In a dedicated room of her house, she now offers beauty and well-being treatments. Always wearing a white coat...

"It's not exactly the same, it has pimples, it's a little prettier. It looks a little less like pajamas, but it's still white," she smiles, massaging a customer's face.

Today, graduated in maderotherapy (massage technique with wooden instruments), eyelash care, lymphatic drainage and baby massage, she "takes care of people" as she sees fit.

'Devastated'

The thirty-year-old, suspended in September 2021, ensures "not to be against the vaccine" but she did not want to be vaccinated at this time.

"With my spouse, we have had a baby project for a few years but we can't do it. We were going to start a battery of tests at the end of 2021 and my gynecologist advised me against the vaccine at that time, "says the young woman, still not vaccinated.

She tried to convince her superiors, but "there was no exception, I was devastated. We really wanted to wait for this project to work and then get vaccinated," says the young woman with tears in her eye, still hoping to procreate.

Infected with the virus in March 2022, she did not wish to return despite her recovery certificate. Very quickly, Elodie Schlernitzauer, a nursing assistant for 12 years, understood that she would not return to work at the hospital.

"Financially I have the same salary as before, with less gas costs and the possibility of doing my planning. I'm lucky, it works very well and I'm very proud of it," says the young woman.

Stéphane Escafit, 46, hesitated until the last moment to resume his position as stretcher-bearer. Reconverted to the markets of Strasbourg, where he sells sausages and charcuterie from the South-West, he was one of the few unvaccinated on his team.

A stretcher bearer in a corridor of the emergency room of the Bichat hospital in Paris, July 27, 2017 © FRANCOIS GUILLOT / AFP/Archives

"It's a vaccine that was in the experimental phase, which came very quickly, I did not have confidence," justifies this father of two.

His suspension left him with a bitter taste: "What annoyed me was that when everyone was confined, we were supposedly heroes and overnight we found ourselves like plagues."

"Pinch in the heart"

In mid-May, he put his gown back on and returned to the hospital... where he finally asked the same day for his lay-off in order to continue in his new activity on the markets, even if the salary is a little less attractive. Stéphane Escafit fears being suspended again in the event of a return of Covid-19.

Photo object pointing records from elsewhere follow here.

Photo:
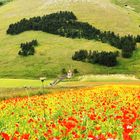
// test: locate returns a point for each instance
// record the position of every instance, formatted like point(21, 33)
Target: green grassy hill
point(54, 52)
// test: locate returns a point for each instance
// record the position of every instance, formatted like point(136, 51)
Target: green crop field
point(54, 52)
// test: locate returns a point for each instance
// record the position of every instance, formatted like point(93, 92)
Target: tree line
point(108, 59)
point(28, 48)
point(64, 23)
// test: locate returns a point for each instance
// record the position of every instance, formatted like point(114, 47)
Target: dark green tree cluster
point(65, 24)
point(108, 59)
point(28, 48)
point(48, 23)
point(138, 38)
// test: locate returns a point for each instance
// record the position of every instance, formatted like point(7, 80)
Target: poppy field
point(110, 112)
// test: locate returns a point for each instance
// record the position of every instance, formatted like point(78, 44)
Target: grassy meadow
point(54, 52)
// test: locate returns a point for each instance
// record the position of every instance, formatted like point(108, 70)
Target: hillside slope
point(54, 52)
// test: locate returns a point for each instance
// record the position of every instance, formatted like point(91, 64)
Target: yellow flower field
point(99, 113)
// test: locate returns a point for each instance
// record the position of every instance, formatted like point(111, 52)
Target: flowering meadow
point(108, 112)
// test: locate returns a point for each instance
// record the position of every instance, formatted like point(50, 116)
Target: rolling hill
point(54, 52)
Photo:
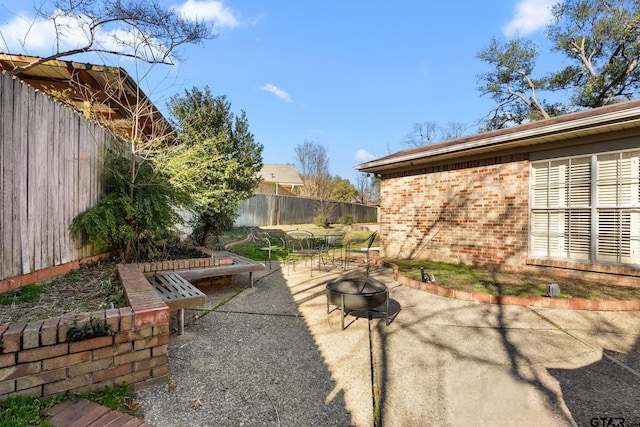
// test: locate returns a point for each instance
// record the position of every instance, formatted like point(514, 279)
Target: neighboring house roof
point(281, 174)
point(105, 94)
point(616, 117)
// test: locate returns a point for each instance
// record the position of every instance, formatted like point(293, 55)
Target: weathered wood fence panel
point(51, 169)
point(271, 209)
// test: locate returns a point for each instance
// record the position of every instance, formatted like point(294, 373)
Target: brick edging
point(573, 304)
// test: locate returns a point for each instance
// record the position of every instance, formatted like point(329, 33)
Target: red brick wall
point(36, 359)
point(474, 212)
point(471, 212)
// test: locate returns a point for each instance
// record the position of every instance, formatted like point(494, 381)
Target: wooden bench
point(240, 265)
point(178, 293)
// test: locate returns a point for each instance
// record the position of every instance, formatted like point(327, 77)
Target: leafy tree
point(510, 82)
point(146, 30)
point(131, 215)
point(217, 159)
point(427, 133)
point(601, 38)
point(368, 189)
point(313, 167)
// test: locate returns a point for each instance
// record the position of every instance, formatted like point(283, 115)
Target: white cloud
point(531, 16)
point(214, 11)
point(363, 155)
point(277, 92)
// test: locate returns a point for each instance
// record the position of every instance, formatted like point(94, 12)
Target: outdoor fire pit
point(356, 291)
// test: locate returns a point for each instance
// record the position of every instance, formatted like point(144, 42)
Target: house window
point(586, 208)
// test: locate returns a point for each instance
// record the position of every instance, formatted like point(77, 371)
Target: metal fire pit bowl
point(356, 291)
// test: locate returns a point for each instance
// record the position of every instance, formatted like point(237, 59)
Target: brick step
point(83, 413)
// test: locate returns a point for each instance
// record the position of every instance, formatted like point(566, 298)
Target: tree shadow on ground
point(605, 392)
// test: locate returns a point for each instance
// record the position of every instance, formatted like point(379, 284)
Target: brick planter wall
point(37, 360)
point(474, 212)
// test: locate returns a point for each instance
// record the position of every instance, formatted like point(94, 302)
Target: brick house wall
point(472, 212)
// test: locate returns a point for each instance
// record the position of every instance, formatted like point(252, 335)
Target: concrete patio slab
point(271, 355)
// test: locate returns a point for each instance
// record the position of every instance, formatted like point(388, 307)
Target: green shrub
point(132, 215)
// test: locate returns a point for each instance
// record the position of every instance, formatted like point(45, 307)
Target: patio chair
point(301, 244)
point(267, 242)
point(354, 246)
point(333, 242)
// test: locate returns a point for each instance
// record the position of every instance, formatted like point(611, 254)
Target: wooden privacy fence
point(51, 161)
point(271, 209)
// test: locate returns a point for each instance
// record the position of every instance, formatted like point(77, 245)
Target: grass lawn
point(470, 278)
point(495, 282)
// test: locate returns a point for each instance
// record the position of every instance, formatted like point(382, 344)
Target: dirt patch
point(92, 287)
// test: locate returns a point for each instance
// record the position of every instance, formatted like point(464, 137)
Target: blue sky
point(353, 76)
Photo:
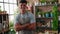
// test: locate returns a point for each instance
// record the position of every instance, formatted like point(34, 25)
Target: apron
point(24, 19)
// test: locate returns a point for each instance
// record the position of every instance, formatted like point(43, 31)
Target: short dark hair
point(23, 1)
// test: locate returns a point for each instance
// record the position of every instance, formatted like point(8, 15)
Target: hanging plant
point(55, 18)
point(42, 1)
point(54, 0)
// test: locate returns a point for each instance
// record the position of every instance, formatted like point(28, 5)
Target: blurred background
point(46, 12)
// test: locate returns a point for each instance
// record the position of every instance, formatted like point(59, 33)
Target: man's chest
point(23, 19)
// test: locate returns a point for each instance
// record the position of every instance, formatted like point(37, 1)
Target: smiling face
point(22, 7)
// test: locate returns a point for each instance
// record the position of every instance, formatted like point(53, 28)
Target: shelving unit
point(44, 17)
point(4, 21)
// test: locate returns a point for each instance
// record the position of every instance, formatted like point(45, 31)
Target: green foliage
point(55, 18)
point(43, 1)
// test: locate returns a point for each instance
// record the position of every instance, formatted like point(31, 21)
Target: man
point(25, 20)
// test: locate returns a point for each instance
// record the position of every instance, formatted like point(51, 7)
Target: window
point(9, 6)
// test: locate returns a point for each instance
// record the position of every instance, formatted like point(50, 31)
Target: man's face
point(23, 7)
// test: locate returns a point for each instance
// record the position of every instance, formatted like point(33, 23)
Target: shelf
point(45, 5)
point(45, 17)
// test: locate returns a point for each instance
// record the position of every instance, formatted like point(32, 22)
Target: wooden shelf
point(45, 17)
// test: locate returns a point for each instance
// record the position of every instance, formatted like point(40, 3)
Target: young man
point(25, 21)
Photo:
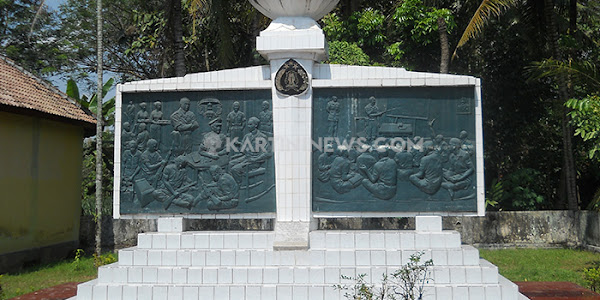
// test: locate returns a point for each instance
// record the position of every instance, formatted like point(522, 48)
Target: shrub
point(591, 276)
point(408, 283)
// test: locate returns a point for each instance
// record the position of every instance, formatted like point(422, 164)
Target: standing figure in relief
point(131, 161)
point(373, 114)
point(184, 123)
point(236, 121)
point(466, 144)
point(126, 133)
point(266, 119)
point(142, 116)
point(143, 136)
point(333, 111)
point(151, 161)
point(156, 121)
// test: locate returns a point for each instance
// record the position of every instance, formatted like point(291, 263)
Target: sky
point(59, 82)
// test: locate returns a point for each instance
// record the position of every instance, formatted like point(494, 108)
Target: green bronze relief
point(394, 150)
point(197, 153)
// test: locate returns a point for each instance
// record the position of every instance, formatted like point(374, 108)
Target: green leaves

"The vaccination obligation has not been repealed, so if I resume my activity, there is no evidence that I will not find myself suspended again in six or seven months," he fears. The government retains the possibility of suspending again, by a new decree, the unvaccinated if the pandemic starts again.

It is therefore with a "little pinch in the heart" that he leaves this profession, exercised for 17 years, to devote himself fully to his new activity as a trader: "Back on the markets Saturday morning, I have plenty of patients ... uh, lots of customers waiting for me."

Eric Mercier, 52, a nurse in a private institution in the Pays de la Loire, is one of the few to have returned to work. Since the vaccination obligation imposed on caregivers at the end of 2021, he has had to combine jobs to make ends meet. He worked in the food industry, construction, or was a forklift driver, "with the fear of bailiffs and not having a job for the next day".

The fifty-year-old ensures that there were no sideways glances from his colleagues for his return, even if "there will certainly be". "But I come back with my head held high, I always wanted to heal, I was robbed of my dream job."